BILL WOULD REMOVE STATE FOOD REGS: Powerful, well-connected food industry lobbyists are trying to sneak through Congress a bill that would eradicate over 200 state food-safety laws. House Majority Leader John Boehner, R-Ohio, and Majority Whip Roy Blunt, R-Mo., are among the leading supporters of HR 4167 that would keep states from adding warnings that go beyond federal rules. They moved the bill to the House floor without public hearings. Among the lobbyists are Blunt's wife, Abigail; Boehner's former staffers; and Brad Card, brother of White House Chief of Staff Andrew Card.

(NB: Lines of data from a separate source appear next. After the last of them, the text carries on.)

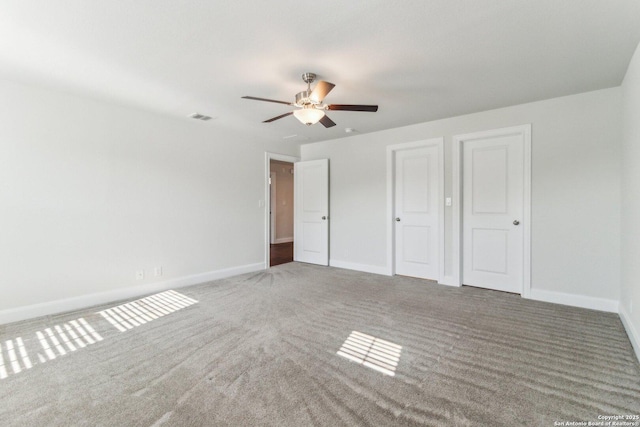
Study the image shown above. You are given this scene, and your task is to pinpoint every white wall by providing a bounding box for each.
[0,77,298,323]
[301,88,624,311]
[620,41,640,360]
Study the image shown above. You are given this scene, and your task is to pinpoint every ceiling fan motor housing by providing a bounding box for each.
[295,90,320,107]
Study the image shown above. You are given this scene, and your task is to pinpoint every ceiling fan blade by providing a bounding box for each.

QUESTIONS IN IRS PROBE: The IRS investigated a Texas public interest group that has been critical of Tom DeLay, at the request of one of DeLay's cronies, Rep. Sam Johnson (R-Texas), who it turned out was put up to making the request by a lawyer tied to DeLay's fundraising schemes, the Washington Post reported 2/27. Justin Rood of TalkingPointsMemo.com noted the IRS may not have followed its rules to preven political abuse of the tax agency. According to IRS rules, a request like Johnson's must be reviewed by a three-member panel set up to ensure that investigations are conducted for fair, nonpartisan purposes. But there doesn't appear to be any evidence that such a review ever took place. Under the rules, the committee must keep a record of each of its decisions. As the Post reported, Texans for Public Justice Director Craig L. McDonald asked for all documents relating to his group's case. Those documents contain no record the IRS committee had reviewed Johnson's letter or referred it for investigation.

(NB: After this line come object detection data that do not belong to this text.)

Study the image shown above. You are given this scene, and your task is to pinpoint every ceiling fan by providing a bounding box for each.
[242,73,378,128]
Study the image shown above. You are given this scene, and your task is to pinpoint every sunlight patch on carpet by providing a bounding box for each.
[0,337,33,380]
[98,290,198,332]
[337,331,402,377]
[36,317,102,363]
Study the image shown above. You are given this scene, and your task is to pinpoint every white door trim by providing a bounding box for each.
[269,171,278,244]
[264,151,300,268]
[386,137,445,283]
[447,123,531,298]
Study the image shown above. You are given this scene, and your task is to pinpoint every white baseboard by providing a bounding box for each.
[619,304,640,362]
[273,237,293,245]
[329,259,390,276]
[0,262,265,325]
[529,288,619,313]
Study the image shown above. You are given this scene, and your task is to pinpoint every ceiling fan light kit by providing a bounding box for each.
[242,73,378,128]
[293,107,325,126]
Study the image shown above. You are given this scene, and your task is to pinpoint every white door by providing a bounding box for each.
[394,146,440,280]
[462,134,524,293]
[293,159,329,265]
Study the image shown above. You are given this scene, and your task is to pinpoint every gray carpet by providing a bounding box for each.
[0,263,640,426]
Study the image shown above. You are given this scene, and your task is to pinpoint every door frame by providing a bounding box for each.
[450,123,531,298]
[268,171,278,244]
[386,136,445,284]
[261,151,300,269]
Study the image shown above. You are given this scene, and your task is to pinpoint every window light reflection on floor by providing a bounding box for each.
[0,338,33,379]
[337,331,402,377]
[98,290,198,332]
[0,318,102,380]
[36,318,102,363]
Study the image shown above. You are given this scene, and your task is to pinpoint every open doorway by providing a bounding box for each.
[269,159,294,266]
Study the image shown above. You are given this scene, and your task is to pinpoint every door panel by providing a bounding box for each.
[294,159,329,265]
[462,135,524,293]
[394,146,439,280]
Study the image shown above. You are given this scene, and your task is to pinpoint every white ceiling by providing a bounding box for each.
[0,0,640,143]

WHO'S MOST LIBERAL? During the 2004 presidential race, Dick Cheney claimed that the National Journal had taken a look at John Kerry's two decades of service in the US Senate and declared him to be the country's "most liberal" senator. Like much of what Cheney has said over the years, Tim Grieve noted at Salon.com, it wasn't true. Among sitting senators, Kerry's lifetime voting record put him at 11th on the National Journal's list of sitting senators -- liberal, but not the "most liberal," as Cheney had insisted. National Journal's new "top 10" list of "most liberal senators" for the year 2005 puts Ted Kennedy at #1, followed by 2) Jack Reed; 3) Barbara Boxer; 4) Paul Sarbanes; 5) Frank Lautenberg; 6) Tom Harkin; 7) Dick Durbin; 8) John Kerry; 9) Debbie Stabenow; and 10) Barbara Mikulski.

"Eighth most liberal" doesn't have quite the same stinging ring as "most liberal" does, and the rankings of other would-be Democratic presidential contenders are even clankier: Russ Feingold checks in at 14, Joe Biden at 19, Hillary Clinton at 20 and Evan Bayh at 33.

At the other end of the list? National Journal says the most conservative senators in 2005 were: 1) Tom Coburn; 2) Wayne Allard; 3) Jeff Sessions; 4) Jim Bunning; 5) Trent Lott; 6) Johnny Isakson; 7) Saxby Chambliss; 8) George Allen; 9) Robert Bennett; and 10) Orrin Hatch.